What led you to specialize in surgery?
Ever since I was a kid, I’ve liked working with my hands. Surgery allows me to see the results of my work immediately, and that’s a huge attraction for me. I worked at a children’s hospital during my cardiothoracic residency and was exposed to the variety of problems and challenges in the field.
When I was training, which was in the late ’70s and early ’80s, cardiac surgery was exploding as far as new procedures and techniques, new things being discovered all the time. It was an exciting time.
Who influenced you during your training?
From a surgical standpoint, probably the individual who influenced me the most was Tirone David at the Western Hospital in Toronto. During my early training, he emphasized technical excellence, particularly in cardiac surgery. Planning and analyzing are important, but the technical aspects of the work are critical, as is developing a self-critical nature—one that inspires you to always improve.
I also met people who could focus on the technical aspects of surgery while remaining active in academic laboratory research. To do both things well is hard, so it was instructive to see it managed well. Laboratory research taught me how to ask questions, to be analytical, and to get to the core of a problem.
You grew up an immigrant in this country.
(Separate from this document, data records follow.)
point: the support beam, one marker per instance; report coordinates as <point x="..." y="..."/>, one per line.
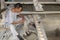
<point x="44" y="12"/>
<point x="32" y="2"/>
<point x="40" y="30"/>
<point x="2" y="4"/>
<point x="40" y="13"/>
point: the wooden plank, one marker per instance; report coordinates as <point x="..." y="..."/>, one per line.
<point x="44" y="12"/>
<point x="32" y="2"/>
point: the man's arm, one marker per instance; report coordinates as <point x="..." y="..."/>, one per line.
<point x="20" y="21"/>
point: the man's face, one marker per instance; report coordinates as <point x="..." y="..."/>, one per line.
<point x="18" y="9"/>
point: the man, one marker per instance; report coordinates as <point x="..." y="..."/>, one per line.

How does that experience bear on your clinical work?
It gives me a sense of empathy for what the parents of many of my patients are going through. Empathy is important, but it’s not the only thing they’re looking for. They come to you for the solution to a problem.
Also, what I had learned during training about constant self-improvement resonated with me: that’s how my parents were. I think that lesson has served me well clinically and in research. I try to pass that idea on to those I’m now training—never assume that what you’re doing is perfect.
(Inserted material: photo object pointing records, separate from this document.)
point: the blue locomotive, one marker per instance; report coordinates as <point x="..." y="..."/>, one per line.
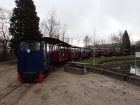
<point x="33" y="59"/>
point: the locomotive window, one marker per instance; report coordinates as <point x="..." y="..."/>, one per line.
<point x="24" y="46"/>
<point x="35" y="46"/>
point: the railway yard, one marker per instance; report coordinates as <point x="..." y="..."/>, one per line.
<point x="62" y="88"/>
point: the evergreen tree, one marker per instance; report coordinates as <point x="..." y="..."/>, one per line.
<point x="126" y="42"/>
<point x="24" y="21"/>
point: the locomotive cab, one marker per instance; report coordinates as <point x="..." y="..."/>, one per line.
<point x="33" y="60"/>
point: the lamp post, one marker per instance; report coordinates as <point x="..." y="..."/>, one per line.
<point x="94" y="49"/>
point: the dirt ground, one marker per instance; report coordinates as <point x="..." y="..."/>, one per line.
<point x="62" y="88"/>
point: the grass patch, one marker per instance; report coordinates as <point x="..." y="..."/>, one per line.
<point x="100" y="59"/>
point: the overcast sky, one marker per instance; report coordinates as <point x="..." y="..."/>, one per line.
<point x="109" y="16"/>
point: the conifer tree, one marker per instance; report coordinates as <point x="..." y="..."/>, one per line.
<point x="24" y="21"/>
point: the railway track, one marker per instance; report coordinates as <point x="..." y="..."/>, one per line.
<point x="6" y="70"/>
<point x="14" y="95"/>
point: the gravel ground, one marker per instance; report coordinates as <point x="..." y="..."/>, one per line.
<point x="62" y="88"/>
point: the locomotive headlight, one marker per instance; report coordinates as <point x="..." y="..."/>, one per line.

How do you prepare for difficult surgeries?
I try to prepare the parents first. They want to know what the problem is, how you propose to fix it, and what the risks are. I need to provide them with the details and prepare them for unexpected problems.
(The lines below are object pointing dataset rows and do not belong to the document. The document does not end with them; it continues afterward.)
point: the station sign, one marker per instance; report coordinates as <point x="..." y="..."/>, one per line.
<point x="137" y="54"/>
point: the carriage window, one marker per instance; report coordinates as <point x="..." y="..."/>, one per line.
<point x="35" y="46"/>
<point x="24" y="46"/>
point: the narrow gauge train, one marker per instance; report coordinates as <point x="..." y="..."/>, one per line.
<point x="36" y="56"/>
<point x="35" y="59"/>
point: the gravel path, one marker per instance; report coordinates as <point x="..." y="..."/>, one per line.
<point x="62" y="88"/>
When I approach a surgery, I often find that the standard solution will not work well for my patient. I start thinking about ways to innovate, to come up with a better solution for that patient. This is where preparation and consulting with other surgeons becomes especially important. Working in Boston, no matter what problem comes through the door, there’s somebody who’s seen it before and can give you perspective.
What makes a good surgeon?
You have to care about what you’re doing. And I think above all, you must want to walk out of the operating room happy with what you’ve just done. If, however, things didn’t go as well as you’d hoped, you need to ask “Why? How can I do it better?” That can take you from being a good surgeon to being a great surgeon.